Yine Anayasa Mahkemesi gerekçeli kararının 58 maddesinde ilk derece
mahkemeler ve Yargıtay hakkında şu tespiti yaptı:
“Bu bağlamda ilk derece mahkemelerinin ve Yargıtay’ın
Hizb-ut Tahrir örgütünün bir terör örgütü olup olmadığına yönelik hiç değilse
bir kere değerlendirmede bulunması, gerekçelerini başvurucunun temel iddiaları
ile mahkemelerin resen tespit edecekleri ve yargılamanın doğasının gerektirdiği
sorulara cevap verebilecek nitelikte hazırlaması gerekirken bunu yapmadıkları
anlaşılmıştır.”
Anayasa Mahkemesi
Yılmaz ÇELİK hakkında hak ihlalinin sonuçlarının ortadan kaldırılması
için yeniden yargılama yapılmasına karar verdi.
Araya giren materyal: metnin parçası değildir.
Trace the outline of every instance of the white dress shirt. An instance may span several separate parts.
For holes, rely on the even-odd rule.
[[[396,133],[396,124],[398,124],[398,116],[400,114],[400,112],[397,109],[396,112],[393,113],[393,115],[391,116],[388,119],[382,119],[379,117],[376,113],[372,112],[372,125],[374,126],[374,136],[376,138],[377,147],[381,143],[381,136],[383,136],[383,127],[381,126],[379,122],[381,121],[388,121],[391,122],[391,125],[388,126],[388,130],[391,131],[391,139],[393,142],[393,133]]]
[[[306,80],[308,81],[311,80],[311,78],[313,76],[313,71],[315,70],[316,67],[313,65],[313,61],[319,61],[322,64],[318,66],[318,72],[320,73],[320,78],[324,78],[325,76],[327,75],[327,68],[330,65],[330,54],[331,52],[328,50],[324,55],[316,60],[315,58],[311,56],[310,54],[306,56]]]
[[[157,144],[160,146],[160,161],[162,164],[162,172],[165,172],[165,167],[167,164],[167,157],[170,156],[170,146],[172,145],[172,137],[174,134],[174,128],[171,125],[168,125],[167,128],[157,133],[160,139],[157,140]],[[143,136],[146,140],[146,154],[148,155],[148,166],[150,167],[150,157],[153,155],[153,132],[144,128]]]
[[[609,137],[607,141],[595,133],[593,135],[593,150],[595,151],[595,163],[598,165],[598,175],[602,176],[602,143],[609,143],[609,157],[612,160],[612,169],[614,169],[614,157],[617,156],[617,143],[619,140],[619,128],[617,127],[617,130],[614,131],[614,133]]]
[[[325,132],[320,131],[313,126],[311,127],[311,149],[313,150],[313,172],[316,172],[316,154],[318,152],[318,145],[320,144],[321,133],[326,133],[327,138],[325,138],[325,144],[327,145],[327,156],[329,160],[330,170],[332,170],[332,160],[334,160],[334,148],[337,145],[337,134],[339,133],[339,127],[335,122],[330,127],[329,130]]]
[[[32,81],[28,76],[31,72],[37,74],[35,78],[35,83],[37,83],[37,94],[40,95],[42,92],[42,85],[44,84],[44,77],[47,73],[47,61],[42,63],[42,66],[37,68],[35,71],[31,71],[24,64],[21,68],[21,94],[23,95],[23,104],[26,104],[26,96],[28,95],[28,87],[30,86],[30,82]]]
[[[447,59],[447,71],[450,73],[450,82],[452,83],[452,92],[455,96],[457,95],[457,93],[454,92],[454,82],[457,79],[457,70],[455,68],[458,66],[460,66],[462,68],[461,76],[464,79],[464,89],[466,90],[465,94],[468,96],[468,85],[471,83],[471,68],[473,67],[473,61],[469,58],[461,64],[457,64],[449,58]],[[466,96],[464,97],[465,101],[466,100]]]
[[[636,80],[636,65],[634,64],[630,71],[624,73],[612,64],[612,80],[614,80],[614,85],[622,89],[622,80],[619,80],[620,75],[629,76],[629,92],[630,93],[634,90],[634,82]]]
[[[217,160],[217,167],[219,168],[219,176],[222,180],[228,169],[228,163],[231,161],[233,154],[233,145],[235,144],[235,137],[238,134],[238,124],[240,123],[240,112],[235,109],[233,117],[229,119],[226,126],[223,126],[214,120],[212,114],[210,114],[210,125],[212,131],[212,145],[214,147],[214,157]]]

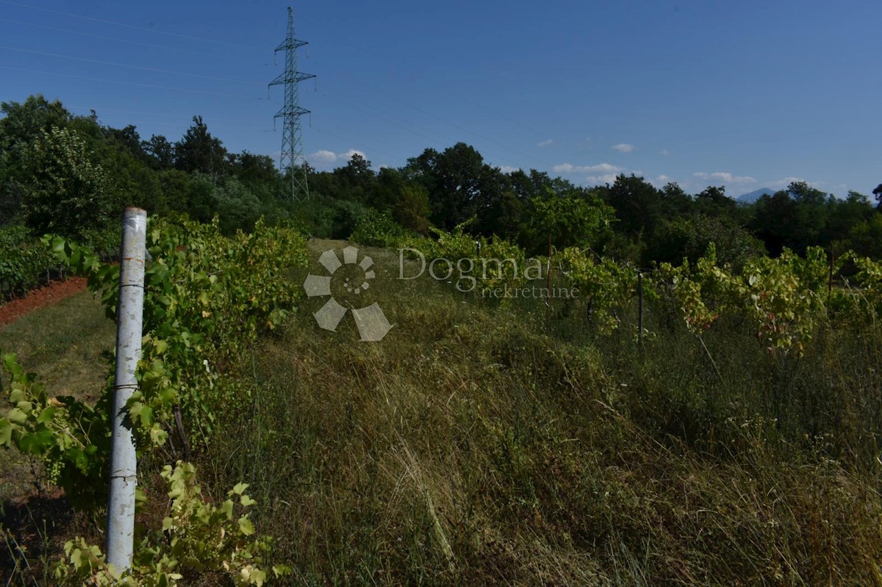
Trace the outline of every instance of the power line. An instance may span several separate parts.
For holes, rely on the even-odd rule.
[[[66,28],[58,28],[57,26],[49,26],[48,25],[39,25],[39,24],[37,24],[35,22],[24,22],[24,21],[21,21],[21,20],[12,20],[11,19],[3,19],[3,18],[0,18],[0,20],[4,20],[5,22],[11,22],[11,23],[13,23],[13,24],[16,24],[16,25],[25,25],[26,26],[36,26],[36,27],[39,27],[39,28],[45,28],[45,29],[49,30],[49,31],[57,31],[59,33],[68,33],[70,34],[79,34],[79,35],[82,35],[82,36],[85,36],[85,37],[92,37],[93,39],[103,39],[104,41],[113,41],[114,42],[117,42],[117,43],[129,43],[130,45],[140,45],[142,47],[153,47],[153,48],[157,48],[167,49],[167,50],[169,50],[169,51],[178,51],[178,52],[183,51],[184,53],[192,53],[193,55],[203,55],[203,56],[209,56],[209,57],[217,57],[217,58],[220,58],[220,59],[235,59],[236,61],[243,61],[243,62],[246,62],[246,63],[253,63],[250,59],[244,59],[243,57],[236,57],[235,56],[222,56],[222,55],[218,55],[216,53],[206,53],[204,51],[194,51],[193,49],[180,48],[178,47],[171,47],[171,46],[168,46],[168,45],[157,45],[156,43],[146,43],[146,42],[142,42],[142,41],[131,41],[130,39],[117,39],[117,38],[115,38],[115,37],[106,37],[106,36],[104,36],[102,34],[93,34],[92,33],[85,33],[83,31],[71,31],[71,30],[66,29]]]
[[[3,0],[0,0],[2,2]],[[59,55],[57,53],[47,53],[45,51],[34,51],[34,49],[25,49],[18,47],[9,47],[7,45],[0,45],[0,48],[4,48],[10,51],[19,51],[21,53],[32,53],[34,55],[41,55],[49,57],[58,57],[60,59],[73,59],[75,61],[85,61],[90,63],[99,63],[101,65],[113,65],[115,67],[128,67],[133,70],[141,70],[144,71],[155,71],[157,73],[170,73],[176,76],[188,76],[191,78],[201,78],[203,79],[212,79],[214,81],[224,81],[232,82],[235,84],[253,84],[255,85],[263,85],[258,82],[243,81],[241,79],[230,79],[228,78],[216,78],[214,76],[204,76],[198,73],[185,73],[183,71],[172,71],[170,70],[161,70],[155,67],[143,67],[141,65],[129,65],[127,63],[115,63],[110,61],[101,61],[100,59],[88,59],[86,57],[74,57],[68,55]]]
[[[71,12],[64,12],[62,11],[54,11],[49,8],[42,8],[41,6],[31,6],[29,4],[23,4],[18,2],[10,2],[10,0],[0,0],[0,4],[10,4],[11,6],[20,6],[21,8],[28,8],[34,11],[41,11],[43,12],[51,12],[53,14],[61,14],[64,16],[69,16],[73,19],[82,19],[83,20],[91,20],[93,22],[100,22],[105,25],[114,25],[115,26],[124,26],[125,28],[134,29],[136,31],[146,31],[147,33],[155,33],[157,34],[167,34],[170,37],[177,37],[179,39],[189,39],[190,41],[198,41],[199,42],[205,43],[216,43],[218,45],[226,45],[228,47],[233,47],[235,48],[243,49],[247,48],[249,50],[254,50],[255,48],[246,47],[244,45],[235,45],[233,43],[228,43],[224,41],[214,41],[213,39],[203,39],[202,37],[194,37],[189,34],[179,34],[177,33],[168,33],[168,31],[160,31],[155,28],[149,28],[146,26],[136,26],[135,25],[128,25],[124,22],[116,22],[113,20],[104,20],[103,19],[93,19],[92,17],[83,16],[81,14],[73,14]]]
[[[3,0],[0,0],[0,2],[2,2],[2,1]],[[127,81],[121,81],[121,80],[118,80],[118,79],[101,79],[100,78],[88,78],[88,77],[86,77],[86,76],[77,76],[77,75],[73,75],[73,74],[70,74],[70,73],[58,73],[58,72],[56,72],[56,71],[37,71],[37,70],[26,70],[26,69],[23,69],[23,68],[20,68],[20,67],[10,67],[8,65],[0,65],[0,69],[11,70],[11,71],[23,71],[25,73],[37,73],[37,74],[40,74],[40,75],[58,76],[58,77],[61,77],[61,78],[73,78],[75,79],[82,79],[84,81],[101,82],[101,83],[104,83],[104,84],[122,84],[123,85],[136,85],[138,87],[150,87],[150,88],[156,88],[156,89],[160,89],[160,90],[173,90],[173,91],[176,91],[176,92],[189,92],[191,93],[203,93],[203,94],[209,95],[209,96],[221,96],[221,97],[224,97],[224,98],[247,98],[249,100],[265,100],[265,98],[258,98],[258,97],[255,97],[255,96],[246,96],[245,94],[242,94],[242,93],[221,93],[221,92],[206,92],[205,90],[192,90],[192,89],[190,89],[190,88],[173,87],[173,86],[170,86],[170,85],[158,85],[156,84],[139,84],[138,82],[127,82]]]
[[[539,161],[540,163],[542,163],[543,165],[546,165],[546,166],[551,167],[551,166],[554,165],[553,163],[549,163],[549,161],[546,161],[546,160],[543,160],[542,159],[539,159],[538,157],[535,157],[534,155],[530,155],[530,154],[522,152],[520,151],[518,151],[516,149],[512,149],[512,147],[510,147],[510,146],[508,146],[506,145],[504,145],[503,143],[500,143],[499,141],[494,140],[492,138],[488,138],[487,137],[483,137],[482,135],[479,135],[478,133],[475,132],[474,130],[469,130],[468,129],[467,129],[467,128],[465,128],[463,126],[460,126],[460,125],[457,124],[456,123],[452,123],[452,122],[450,122],[448,120],[445,120],[444,118],[441,118],[440,116],[437,116],[436,115],[431,114],[430,112],[427,112],[426,110],[423,110],[422,108],[421,108],[418,106],[414,106],[413,104],[409,104],[408,102],[401,100],[400,98],[393,96],[391,93],[387,93],[385,92],[383,92],[382,90],[377,90],[377,88],[371,86],[370,84],[366,84],[366,83],[364,83],[364,82],[363,82],[363,81],[361,81],[361,80],[359,80],[359,79],[357,79],[355,78],[353,78],[352,76],[348,76],[348,75],[341,74],[341,73],[338,73],[337,75],[339,75],[340,77],[343,77],[343,78],[346,78],[348,79],[350,79],[350,80],[354,81],[355,83],[356,83],[356,84],[358,84],[360,85],[363,85],[363,86],[364,86],[364,87],[366,87],[366,88],[368,88],[370,90],[373,90],[374,92],[376,92],[377,93],[380,93],[382,95],[385,95],[387,98],[390,98],[392,100],[394,100],[397,102],[400,102],[401,104],[404,104],[405,106],[407,106],[408,108],[411,108],[416,110],[417,112],[424,114],[427,116],[431,116],[432,118],[434,118],[434,119],[436,119],[436,120],[437,120],[437,121],[439,121],[441,123],[444,123],[445,124],[449,124],[449,125],[451,125],[451,126],[452,126],[452,127],[454,127],[456,129],[459,129],[460,130],[462,130],[463,132],[467,132],[470,135],[477,137],[478,138],[480,138],[482,140],[487,141],[489,143],[493,143],[494,145],[497,145],[497,146],[500,146],[503,149],[505,149],[505,150],[510,151],[512,152],[518,153],[519,155],[521,155],[523,157],[528,157],[530,159],[535,160]]]
[[[275,118],[282,117],[285,128],[281,138],[281,153],[279,157],[279,168],[287,173],[290,179],[290,197],[294,200],[308,199],[310,185],[307,180],[303,150],[301,145],[300,117],[309,114],[309,110],[300,108],[300,82],[315,78],[310,73],[297,71],[297,49],[306,46],[305,41],[298,41],[294,37],[294,11],[288,7],[288,34],[285,41],[276,48],[275,52],[285,51],[285,71],[270,82],[266,93],[273,85],[285,87],[285,101],[276,113]]]

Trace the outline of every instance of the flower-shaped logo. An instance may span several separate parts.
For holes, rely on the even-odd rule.
[[[306,290],[307,296],[310,298],[319,295],[331,296],[325,302],[325,305],[313,314],[318,325],[326,331],[336,332],[337,326],[349,310],[349,308],[340,305],[331,294],[331,280],[333,279],[333,274],[343,265],[355,265],[357,261],[358,249],[355,247],[347,247],[343,249],[343,263],[340,262],[340,258],[333,249],[329,249],[318,257],[319,264],[327,270],[329,275],[320,276],[310,273],[306,276],[303,288]],[[356,296],[367,291],[370,286],[370,279],[376,277],[371,269],[373,264],[373,259],[370,256],[364,256],[358,264],[363,271],[363,279],[352,279],[350,277],[344,279],[343,287],[348,294]],[[364,308],[352,308],[352,316],[355,320],[355,327],[358,329],[358,334],[362,337],[362,342],[382,340],[383,337],[392,330],[392,324],[386,320],[383,309],[376,301]]]

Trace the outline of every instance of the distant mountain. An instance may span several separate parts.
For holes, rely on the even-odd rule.
[[[768,194],[771,196],[774,193],[774,189],[769,189],[768,188],[760,188],[759,189],[755,189],[754,191],[747,192],[746,194],[742,194],[738,197],[735,198],[738,202],[744,202],[745,204],[753,204],[760,197]]]

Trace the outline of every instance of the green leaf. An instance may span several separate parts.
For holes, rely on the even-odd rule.
[[[42,427],[43,425],[41,424]],[[19,450],[32,455],[41,455],[55,444],[55,434],[43,427],[31,434],[21,435],[19,441]]]
[[[12,408],[10,410],[9,413],[6,414],[6,417],[9,419],[9,421],[15,424],[24,424],[27,421],[27,414],[19,408]]]
[[[239,518],[239,530],[245,536],[250,536],[254,533],[254,524],[246,516],[243,516]]]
Esasen AYM’nin bu kararı
2004’ten bugüne Hizb-ut Tahrir üyeleri ve yöneticileri hakkında yürütülen ilk
derece mahkemeler ve Yargıtay tarafından yürütülen tüm yargılamalarda hak
ihlalinin olduğunu da ortaya çıkarmış oldu. Bu karar ile bugüne kadar Hizb-ut
Tahrir’i terör örgütü kapsamında değerlendiren tüm yargılamalar esasen çökmüş
oldu.
Hizb-ut Tahrir yargılamalarının yarınını belirleyecek Anayasa Mahkemesi’nin bu kararını, ilk derece mahkemeler ve Yargıtay nasıl uygulamaya koyacak, bunu önümüzdeki zaman gösterecek. İlk olarak AYM’nin kararına direk muhatap olan Yılmaz Çelik hakkında Ankara 7. Ağır Ceza Mahkemesi infazın durdurulmasıyla birlikte yeniden yargılama kararı verdi. Normalde AYM’nin aldığı karar tüm idari ve adli kurumları bağlayıcı nitelik taşımaktadır. Dolayısıyla bundan sonra hem ilk derece mahkemeler hem de Yargıtay’ın zulmüne maruz kalan diğer tüm mağdurlar hukuki haklarını kullanarak infazların durmasını isteyecekler ve suçsuz olduklarını savunarak beraatlarını isteyecekler. İnşaAllah haksız yere cezaevlerinde kalan tüm mazlum Müslümanlar bu şekilde esaretten kurtulur. Böylece Hizb-ut Tahrir’e yönelik yargı zulmü son bulmuş olur.